Услышав знакомое слово, произнесенное тем, который нравился ему больше других, тота взял его руки и несколько раз приложил их к своему лбу.
— Это знак привета у этих несчастных, — сказал Рама-Модели, — он хочет дать тебе понять, Сердар, что любит тебя и будет предан тебе до смерти.
— И ты думаешь, Рама, что у него могут быть такие высокие мысли?
— Все же у него мозг человеческий, Сердар, но, живя среди листвы деревьев, как обезьяна, он не общался с другими людьми и не научился думать.

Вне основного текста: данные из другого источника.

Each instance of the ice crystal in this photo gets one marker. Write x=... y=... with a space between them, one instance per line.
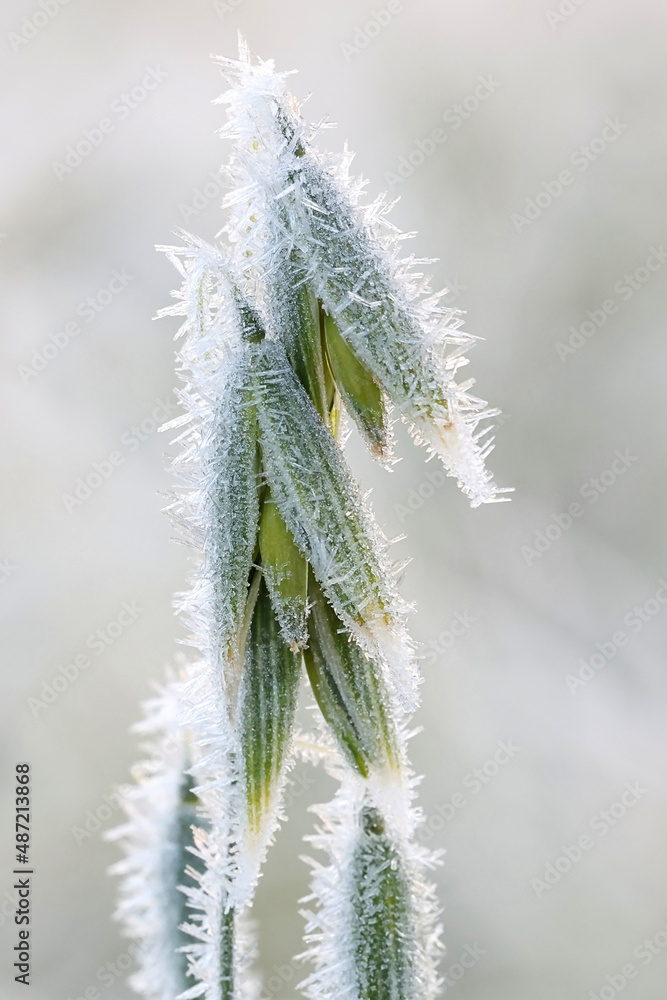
x=155 y=838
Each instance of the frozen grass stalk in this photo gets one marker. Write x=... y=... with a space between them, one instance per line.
x=302 y=311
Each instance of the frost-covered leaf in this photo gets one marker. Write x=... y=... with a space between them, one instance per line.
x=360 y=392
x=297 y=323
x=318 y=499
x=349 y=689
x=269 y=688
x=286 y=572
x=232 y=497
x=373 y=933
x=410 y=343
x=155 y=838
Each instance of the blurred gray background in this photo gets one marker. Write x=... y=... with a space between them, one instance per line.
x=565 y=280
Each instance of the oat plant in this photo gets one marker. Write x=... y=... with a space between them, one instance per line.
x=302 y=316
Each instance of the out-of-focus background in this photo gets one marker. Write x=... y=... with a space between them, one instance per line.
x=542 y=192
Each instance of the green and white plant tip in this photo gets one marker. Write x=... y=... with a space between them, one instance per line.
x=301 y=313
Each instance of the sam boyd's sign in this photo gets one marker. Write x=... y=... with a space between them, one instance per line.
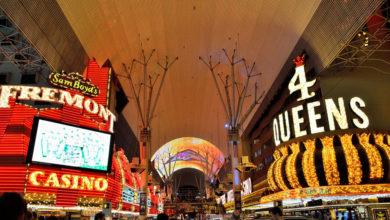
x=75 y=82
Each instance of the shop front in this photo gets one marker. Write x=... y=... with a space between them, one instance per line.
x=332 y=154
x=61 y=158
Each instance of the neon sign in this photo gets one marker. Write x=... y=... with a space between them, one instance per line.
x=36 y=93
x=67 y=181
x=334 y=112
x=75 y=82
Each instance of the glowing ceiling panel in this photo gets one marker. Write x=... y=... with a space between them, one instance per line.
x=188 y=152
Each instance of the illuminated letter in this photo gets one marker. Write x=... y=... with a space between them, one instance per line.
x=341 y=116
x=85 y=181
x=75 y=184
x=103 y=112
x=276 y=132
x=284 y=137
x=6 y=93
x=313 y=117
x=55 y=77
x=48 y=94
x=87 y=106
x=303 y=84
x=103 y=187
x=365 y=122
x=30 y=92
x=112 y=120
x=53 y=179
x=33 y=177
x=76 y=84
x=76 y=100
x=297 y=121
x=65 y=181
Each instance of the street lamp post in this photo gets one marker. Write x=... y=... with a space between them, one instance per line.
x=146 y=108
x=233 y=108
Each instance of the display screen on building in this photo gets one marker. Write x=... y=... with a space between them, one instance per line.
x=128 y=195
x=55 y=143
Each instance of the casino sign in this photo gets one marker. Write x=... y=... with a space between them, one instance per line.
x=336 y=150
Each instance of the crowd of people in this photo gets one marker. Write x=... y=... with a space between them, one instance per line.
x=14 y=207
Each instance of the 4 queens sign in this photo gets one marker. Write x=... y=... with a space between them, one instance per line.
x=285 y=129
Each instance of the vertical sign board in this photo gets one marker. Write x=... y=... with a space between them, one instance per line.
x=237 y=200
x=142 y=203
x=107 y=209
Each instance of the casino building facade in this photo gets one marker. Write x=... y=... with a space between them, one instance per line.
x=321 y=142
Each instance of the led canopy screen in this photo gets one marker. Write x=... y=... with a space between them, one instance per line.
x=188 y=152
x=70 y=146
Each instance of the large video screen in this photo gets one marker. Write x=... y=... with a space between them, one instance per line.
x=66 y=145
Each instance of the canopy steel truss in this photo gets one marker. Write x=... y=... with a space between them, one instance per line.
x=370 y=38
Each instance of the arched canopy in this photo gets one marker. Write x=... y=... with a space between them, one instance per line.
x=188 y=152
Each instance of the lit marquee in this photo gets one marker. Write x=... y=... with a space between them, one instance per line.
x=335 y=111
x=67 y=181
x=63 y=97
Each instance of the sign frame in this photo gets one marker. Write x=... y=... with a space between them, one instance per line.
x=31 y=146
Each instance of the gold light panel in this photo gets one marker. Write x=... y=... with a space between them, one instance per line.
x=291 y=170
x=329 y=160
x=351 y=154
x=374 y=158
x=308 y=164
x=379 y=140
x=278 y=169
x=327 y=191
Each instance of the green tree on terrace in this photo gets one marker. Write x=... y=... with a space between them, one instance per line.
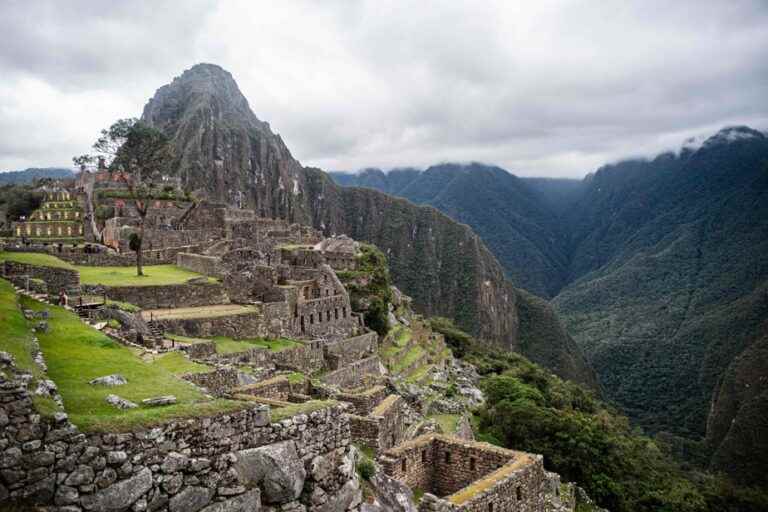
x=140 y=153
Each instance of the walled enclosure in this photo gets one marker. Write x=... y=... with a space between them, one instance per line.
x=468 y=476
x=208 y=464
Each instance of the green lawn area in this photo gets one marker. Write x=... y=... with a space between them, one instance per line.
x=448 y=422
x=157 y=275
x=412 y=355
x=76 y=353
x=226 y=345
x=35 y=258
x=178 y=364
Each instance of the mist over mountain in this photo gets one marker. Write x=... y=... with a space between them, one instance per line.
x=225 y=152
x=659 y=268
x=34 y=173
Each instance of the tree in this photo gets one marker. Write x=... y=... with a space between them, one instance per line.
x=140 y=153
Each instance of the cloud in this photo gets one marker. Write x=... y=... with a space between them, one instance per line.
x=552 y=88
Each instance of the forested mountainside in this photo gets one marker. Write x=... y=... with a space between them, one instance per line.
x=511 y=216
x=225 y=152
x=34 y=173
x=666 y=274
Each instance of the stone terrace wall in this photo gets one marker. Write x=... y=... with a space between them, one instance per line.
x=218 y=381
x=344 y=352
x=384 y=428
x=355 y=374
x=363 y=403
x=191 y=465
x=168 y=296
x=55 y=278
x=276 y=388
x=261 y=323
x=206 y=265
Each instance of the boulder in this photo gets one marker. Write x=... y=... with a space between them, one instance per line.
x=159 y=400
x=109 y=380
x=275 y=468
x=248 y=502
x=391 y=495
x=191 y=499
x=120 y=403
x=123 y=494
x=348 y=497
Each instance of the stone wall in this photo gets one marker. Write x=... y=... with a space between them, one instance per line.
x=217 y=382
x=356 y=374
x=210 y=464
x=189 y=294
x=344 y=352
x=384 y=428
x=276 y=388
x=364 y=402
x=206 y=265
x=265 y=321
x=55 y=278
x=449 y=470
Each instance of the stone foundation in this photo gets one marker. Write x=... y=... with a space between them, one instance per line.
x=449 y=470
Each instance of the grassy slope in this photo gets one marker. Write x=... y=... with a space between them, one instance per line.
x=76 y=353
x=126 y=276
x=226 y=345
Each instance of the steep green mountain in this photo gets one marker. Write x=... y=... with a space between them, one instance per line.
x=511 y=217
x=34 y=173
x=664 y=282
x=224 y=151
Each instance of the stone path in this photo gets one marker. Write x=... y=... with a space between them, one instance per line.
x=196 y=312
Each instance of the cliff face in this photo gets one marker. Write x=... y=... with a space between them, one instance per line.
x=224 y=150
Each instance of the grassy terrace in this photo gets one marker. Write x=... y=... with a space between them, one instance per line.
x=76 y=353
x=158 y=275
x=155 y=275
x=225 y=345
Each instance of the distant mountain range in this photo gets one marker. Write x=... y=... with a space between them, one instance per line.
x=659 y=269
x=34 y=173
x=226 y=153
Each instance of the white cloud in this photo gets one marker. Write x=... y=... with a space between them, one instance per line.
x=540 y=88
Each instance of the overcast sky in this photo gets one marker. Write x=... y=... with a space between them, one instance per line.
x=545 y=88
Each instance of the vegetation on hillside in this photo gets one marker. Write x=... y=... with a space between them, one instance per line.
x=585 y=440
x=369 y=287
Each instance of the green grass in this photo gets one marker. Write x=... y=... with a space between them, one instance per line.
x=295 y=377
x=35 y=258
x=448 y=422
x=76 y=353
x=308 y=407
x=155 y=275
x=16 y=338
x=178 y=364
x=412 y=355
x=226 y=345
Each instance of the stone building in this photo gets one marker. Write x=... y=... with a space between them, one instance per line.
x=60 y=217
x=459 y=475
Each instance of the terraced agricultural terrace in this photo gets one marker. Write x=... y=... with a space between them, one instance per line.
x=241 y=347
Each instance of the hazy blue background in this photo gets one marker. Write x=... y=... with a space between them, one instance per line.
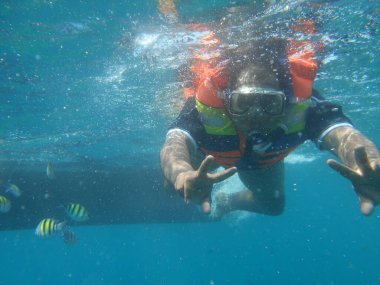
x=88 y=85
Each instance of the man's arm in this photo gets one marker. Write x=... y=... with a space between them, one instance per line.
x=361 y=166
x=343 y=141
x=194 y=185
x=175 y=155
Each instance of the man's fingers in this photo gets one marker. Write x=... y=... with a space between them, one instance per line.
x=366 y=206
x=362 y=160
x=342 y=169
x=205 y=165
x=220 y=176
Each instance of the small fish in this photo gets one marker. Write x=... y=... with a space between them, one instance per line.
x=13 y=189
x=49 y=227
x=5 y=204
x=77 y=212
x=50 y=170
x=69 y=237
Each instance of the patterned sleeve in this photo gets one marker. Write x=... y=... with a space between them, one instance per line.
x=188 y=121
x=322 y=117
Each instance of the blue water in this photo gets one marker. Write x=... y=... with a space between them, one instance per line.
x=88 y=86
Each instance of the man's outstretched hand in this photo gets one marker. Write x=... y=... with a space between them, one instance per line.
x=196 y=185
x=365 y=179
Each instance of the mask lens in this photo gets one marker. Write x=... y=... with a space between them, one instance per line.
x=272 y=102
x=240 y=102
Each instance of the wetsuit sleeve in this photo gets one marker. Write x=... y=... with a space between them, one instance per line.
x=322 y=117
x=188 y=121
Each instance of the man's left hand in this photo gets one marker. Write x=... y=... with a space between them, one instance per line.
x=365 y=179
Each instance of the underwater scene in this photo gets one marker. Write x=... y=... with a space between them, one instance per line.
x=88 y=90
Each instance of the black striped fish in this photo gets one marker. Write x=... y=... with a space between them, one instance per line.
x=77 y=212
x=49 y=227
x=5 y=204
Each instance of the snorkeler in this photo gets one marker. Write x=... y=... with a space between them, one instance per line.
x=248 y=112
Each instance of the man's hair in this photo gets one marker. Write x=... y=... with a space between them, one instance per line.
x=262 y=63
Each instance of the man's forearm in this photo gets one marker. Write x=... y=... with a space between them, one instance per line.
x=344 y=140
x=175 y=156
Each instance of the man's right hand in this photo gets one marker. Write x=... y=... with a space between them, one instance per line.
x=196 y=185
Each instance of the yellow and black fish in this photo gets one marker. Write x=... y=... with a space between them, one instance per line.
x=13 y=189
x=77 y=212
x=69 y=237
x=49 y=227
x=5 y=204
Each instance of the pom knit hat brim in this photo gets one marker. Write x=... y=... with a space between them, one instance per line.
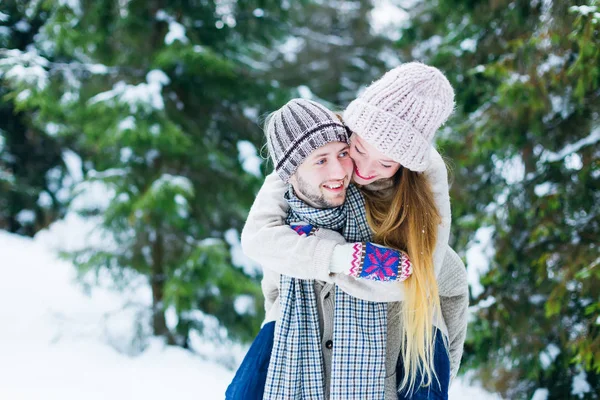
x=400 y=113
x=407 y=146
x=299 y=128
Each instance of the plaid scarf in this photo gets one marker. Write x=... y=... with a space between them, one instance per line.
x=296 y=368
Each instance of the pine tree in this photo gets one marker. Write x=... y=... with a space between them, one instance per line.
x=524 y=141
x=332 y=51
x=33 y=176
x=161 y=100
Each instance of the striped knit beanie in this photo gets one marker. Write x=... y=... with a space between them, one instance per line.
x=296 y=130
x=400 y=113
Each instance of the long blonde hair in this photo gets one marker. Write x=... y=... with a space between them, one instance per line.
x=406 y=218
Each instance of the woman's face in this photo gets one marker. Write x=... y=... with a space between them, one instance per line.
x=370 y=164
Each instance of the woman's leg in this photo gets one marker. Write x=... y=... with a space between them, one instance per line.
x=250 y=378
x=438 y=389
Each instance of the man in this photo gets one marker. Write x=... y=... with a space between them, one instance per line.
x=308 y=144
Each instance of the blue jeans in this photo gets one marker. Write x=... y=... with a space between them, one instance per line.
x=438 y=389
x=250 y=378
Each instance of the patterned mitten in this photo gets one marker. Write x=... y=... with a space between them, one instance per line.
x=366 y=260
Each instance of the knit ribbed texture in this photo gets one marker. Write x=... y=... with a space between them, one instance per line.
x=400 y=113
x=296 y=130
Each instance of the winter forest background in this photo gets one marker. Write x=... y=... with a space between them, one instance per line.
x=130 y=153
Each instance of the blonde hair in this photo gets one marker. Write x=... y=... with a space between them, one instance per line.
x=406 y=219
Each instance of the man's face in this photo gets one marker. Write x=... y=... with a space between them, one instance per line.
x=322 y=179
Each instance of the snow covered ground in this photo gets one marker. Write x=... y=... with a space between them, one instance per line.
x=59 y=341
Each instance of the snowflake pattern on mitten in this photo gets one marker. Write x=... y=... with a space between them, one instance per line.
x=379 y=263
x=305 y=230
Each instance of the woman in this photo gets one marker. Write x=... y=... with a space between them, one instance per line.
x=393 y=123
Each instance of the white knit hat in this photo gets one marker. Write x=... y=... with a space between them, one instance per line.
x=297 y=129
x=400 y=113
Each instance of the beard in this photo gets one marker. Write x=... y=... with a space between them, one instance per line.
x=315 y=196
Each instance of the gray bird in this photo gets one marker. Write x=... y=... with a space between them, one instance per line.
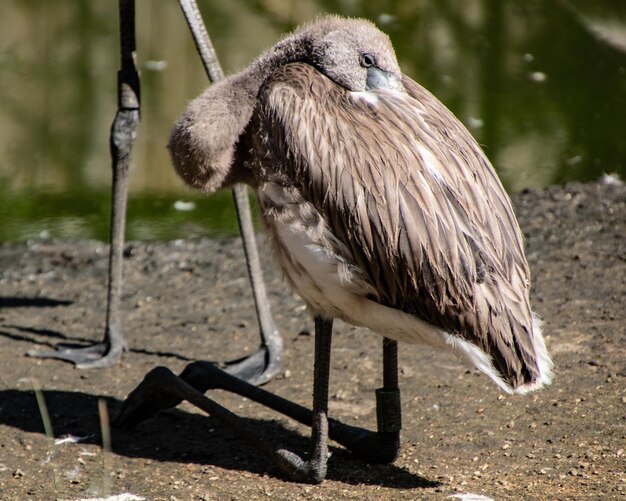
x=382 y=209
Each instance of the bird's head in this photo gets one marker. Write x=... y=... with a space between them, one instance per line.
x=354 y=54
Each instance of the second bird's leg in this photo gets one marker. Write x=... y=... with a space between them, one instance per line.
x=123 y=132
x=314 y=470
x=161 y=389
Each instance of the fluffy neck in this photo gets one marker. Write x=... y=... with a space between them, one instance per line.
x=203 y=142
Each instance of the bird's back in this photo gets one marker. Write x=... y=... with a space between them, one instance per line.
x=385 y=198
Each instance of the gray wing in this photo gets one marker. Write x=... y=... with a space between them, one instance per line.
x=405 y=186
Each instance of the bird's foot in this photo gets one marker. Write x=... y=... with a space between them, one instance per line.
x=147 y=399
x=299 y=470
x=97 y=355
x=256 y=369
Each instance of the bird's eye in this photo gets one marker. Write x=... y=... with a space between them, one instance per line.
x=367 y=60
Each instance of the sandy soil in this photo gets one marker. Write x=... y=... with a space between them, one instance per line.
x=190 y=300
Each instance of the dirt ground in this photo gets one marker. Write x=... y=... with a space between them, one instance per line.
x=190 y=300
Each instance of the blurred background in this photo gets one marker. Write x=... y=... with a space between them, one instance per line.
x=540 y=83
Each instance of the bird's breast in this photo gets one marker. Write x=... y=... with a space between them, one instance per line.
x=316 y=262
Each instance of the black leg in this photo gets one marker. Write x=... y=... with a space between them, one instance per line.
x=123 y=133
x=161 y=389
x=257 y=368
x=263 y=365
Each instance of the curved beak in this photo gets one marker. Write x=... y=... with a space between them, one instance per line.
x=379 y=79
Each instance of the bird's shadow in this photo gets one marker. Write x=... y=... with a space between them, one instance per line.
x=178 y=436
x=52 y=338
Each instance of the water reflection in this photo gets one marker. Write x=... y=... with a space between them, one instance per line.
x=541 y=84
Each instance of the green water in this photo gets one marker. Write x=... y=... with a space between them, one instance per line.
x=541 y=84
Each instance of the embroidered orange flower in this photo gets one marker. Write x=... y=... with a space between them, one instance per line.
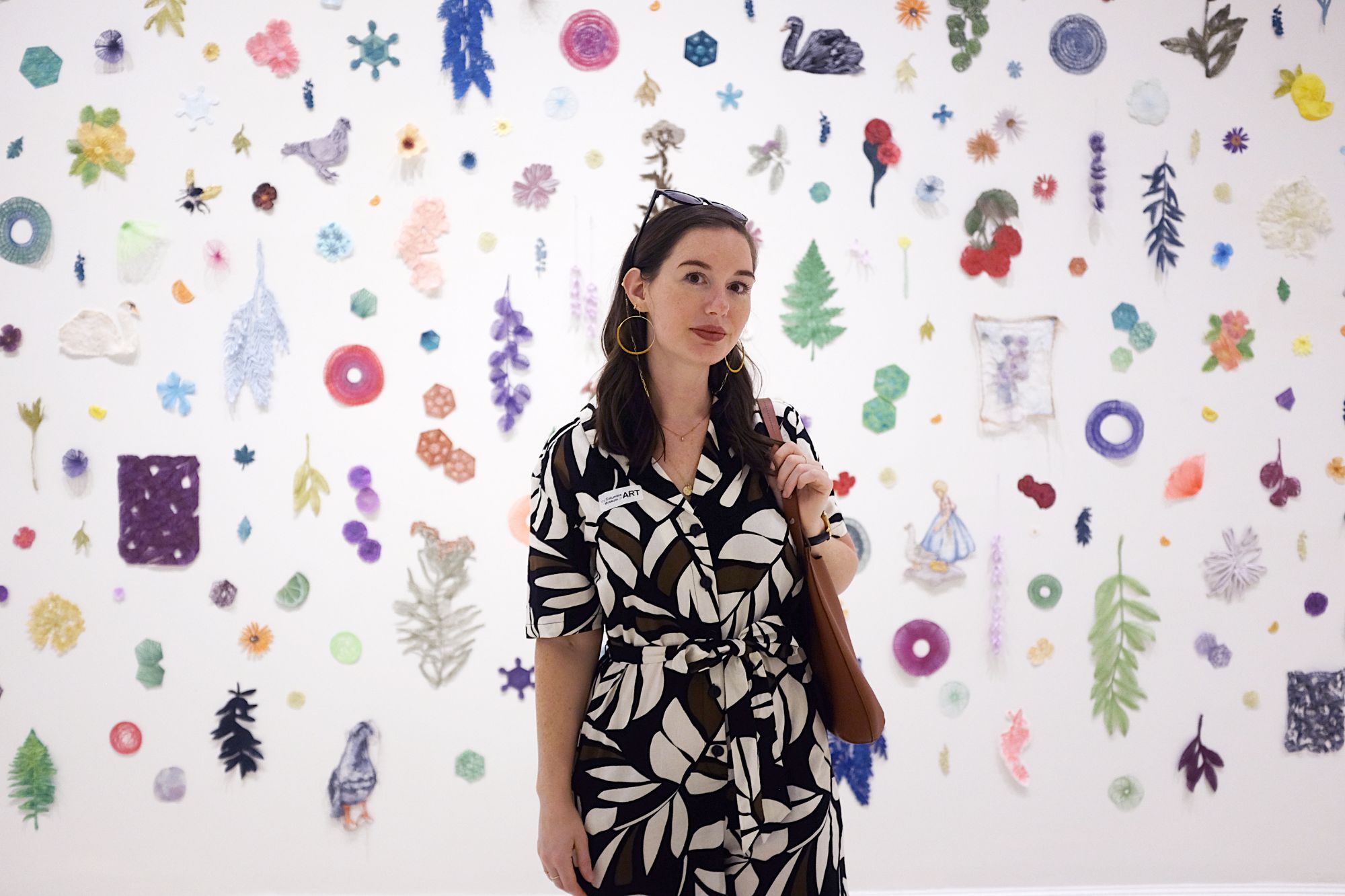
x=983 y=147
x=913 y=13
x=256 y=639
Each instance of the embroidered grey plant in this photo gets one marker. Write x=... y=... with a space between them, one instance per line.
x=1230 y=573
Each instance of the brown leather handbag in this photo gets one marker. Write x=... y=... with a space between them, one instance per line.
x=848 y=705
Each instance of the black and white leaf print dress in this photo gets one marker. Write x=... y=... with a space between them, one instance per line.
x=703 y=764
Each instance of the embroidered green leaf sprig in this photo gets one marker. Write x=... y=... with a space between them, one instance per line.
x=33 y=415
x=1118 y=634
x=309 y=483
x=968 y=48
x=1213 y=54
x=170 y=14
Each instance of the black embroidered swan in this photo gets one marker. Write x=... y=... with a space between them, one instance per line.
x=827 y=50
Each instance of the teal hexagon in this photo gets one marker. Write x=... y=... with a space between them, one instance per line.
x=41 y=67
x=1143 y=335
x=880 y=415
x=891 y=382
x=1125 y=317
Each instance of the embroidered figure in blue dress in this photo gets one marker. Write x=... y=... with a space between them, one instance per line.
x=946 y=541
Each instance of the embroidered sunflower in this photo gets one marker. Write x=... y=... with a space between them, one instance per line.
x=100 y=143
x=983 y=147
x=913 y=14
x=256 y=639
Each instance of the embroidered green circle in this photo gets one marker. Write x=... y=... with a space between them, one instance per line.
x=346 y=647
x=1044 y=581
x=24 y=209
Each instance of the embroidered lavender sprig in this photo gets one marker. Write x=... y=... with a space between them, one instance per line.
x=1097 y=171
x=997 y=596
x=509 y=327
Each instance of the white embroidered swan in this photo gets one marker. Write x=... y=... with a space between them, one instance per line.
x=93 y=334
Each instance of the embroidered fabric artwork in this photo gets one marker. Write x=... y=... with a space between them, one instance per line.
x=255 y=335
x=434 y=626
x=1016 y=369
x=1316 y=712
x=159 y=498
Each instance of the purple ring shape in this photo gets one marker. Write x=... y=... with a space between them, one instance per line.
x=905 y=642
x=1114 y=450
x=590 y=41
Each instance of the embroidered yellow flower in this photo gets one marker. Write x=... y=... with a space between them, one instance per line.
x=410 y=142
x=100 y=145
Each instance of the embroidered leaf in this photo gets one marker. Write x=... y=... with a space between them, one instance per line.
x=309 y=483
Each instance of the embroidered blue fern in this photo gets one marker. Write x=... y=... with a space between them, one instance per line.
x=463 y=52
x=1083 y=532
x=255 y=333
x=853 y=763
x=509 y=327
x=1164 y=213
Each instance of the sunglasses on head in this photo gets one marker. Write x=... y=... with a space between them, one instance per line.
x=687 y=200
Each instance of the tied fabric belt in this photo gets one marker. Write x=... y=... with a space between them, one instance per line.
x=748 y=702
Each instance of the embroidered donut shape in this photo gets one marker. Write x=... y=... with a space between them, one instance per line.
x=354 y=360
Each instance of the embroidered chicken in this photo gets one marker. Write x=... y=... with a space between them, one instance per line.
x=323 y=151
x=354 y=778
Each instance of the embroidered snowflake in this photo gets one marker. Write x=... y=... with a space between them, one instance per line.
x=196 y=107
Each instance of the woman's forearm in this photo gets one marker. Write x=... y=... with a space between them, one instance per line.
x=564 y=676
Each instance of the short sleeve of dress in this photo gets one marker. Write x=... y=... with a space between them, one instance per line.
x=563 y=599
x=793 y=428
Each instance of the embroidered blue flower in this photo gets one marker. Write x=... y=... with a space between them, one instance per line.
x=728 y=97
x=930 y=189
x=334 y=243
x=174 y=392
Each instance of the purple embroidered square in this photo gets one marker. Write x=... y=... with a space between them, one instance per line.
x=1316 y=712
x=159 y=497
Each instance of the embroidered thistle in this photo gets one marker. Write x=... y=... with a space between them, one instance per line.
x=509 y=329
x=255 y=334
x=1097 y=173
x=1164 y=214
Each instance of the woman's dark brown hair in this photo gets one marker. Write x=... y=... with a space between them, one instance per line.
x=625 y=417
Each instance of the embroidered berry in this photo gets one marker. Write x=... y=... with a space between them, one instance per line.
x=1008 y=239
x=973 y=260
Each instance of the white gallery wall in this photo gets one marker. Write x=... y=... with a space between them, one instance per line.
x=1277 y=814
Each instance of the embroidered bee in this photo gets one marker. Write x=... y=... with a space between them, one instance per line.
x=194 y=197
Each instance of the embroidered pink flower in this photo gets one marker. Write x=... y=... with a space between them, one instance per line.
x=274 y=48
x=536 y=190
x=1235 y=325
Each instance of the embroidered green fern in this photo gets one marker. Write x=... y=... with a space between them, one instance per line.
x=1116 y=641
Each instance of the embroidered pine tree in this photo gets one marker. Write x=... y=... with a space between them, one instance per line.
x=32 y=775
x=463 y=52
x=255 y=334
x=810 y=322
x=170 y=14
x=240 y=747
x=432 y=626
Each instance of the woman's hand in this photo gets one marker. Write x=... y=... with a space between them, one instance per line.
x=797 y=473
x=559 y=838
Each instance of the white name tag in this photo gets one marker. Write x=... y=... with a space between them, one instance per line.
x=619 y=497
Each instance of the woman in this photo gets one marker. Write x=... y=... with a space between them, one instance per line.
x=689 y=758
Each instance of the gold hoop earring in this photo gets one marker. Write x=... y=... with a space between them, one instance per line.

— И не имеет понятия о цивилизации, Рама, которая представляет совокупность всех человеческих традиций. В этом отношении досталось на его долю немного. Ты сам говорил, что у людей его племени всего тридцать-сорок слов для обозначения тех физических потребностей, которые они вынуждены удовлетворять. Если же предположить, что привезенный нами бедный тота, как это видно по отсутствию у него членораздельной речи, был брошен в детстве своими родителями, то в мозгу его не могли возникнуть понятия о привязанности, благодарности и т. д. и мы имеем перед собой существо, способное поддаться некоторому воспитанию, но не превосходящее в данный момент своим духовным развитием тех обезьян, с которыми он жил. Я думаю даже, что он никогда не научится говорить, потому что мозговые центры, управляющие членораздельной речью, атрофируются при отсутствии упражнения. Когда человек в таком виде достигает зрелого возраста, зло уже непоправимо и орган мышления не поддается развитию.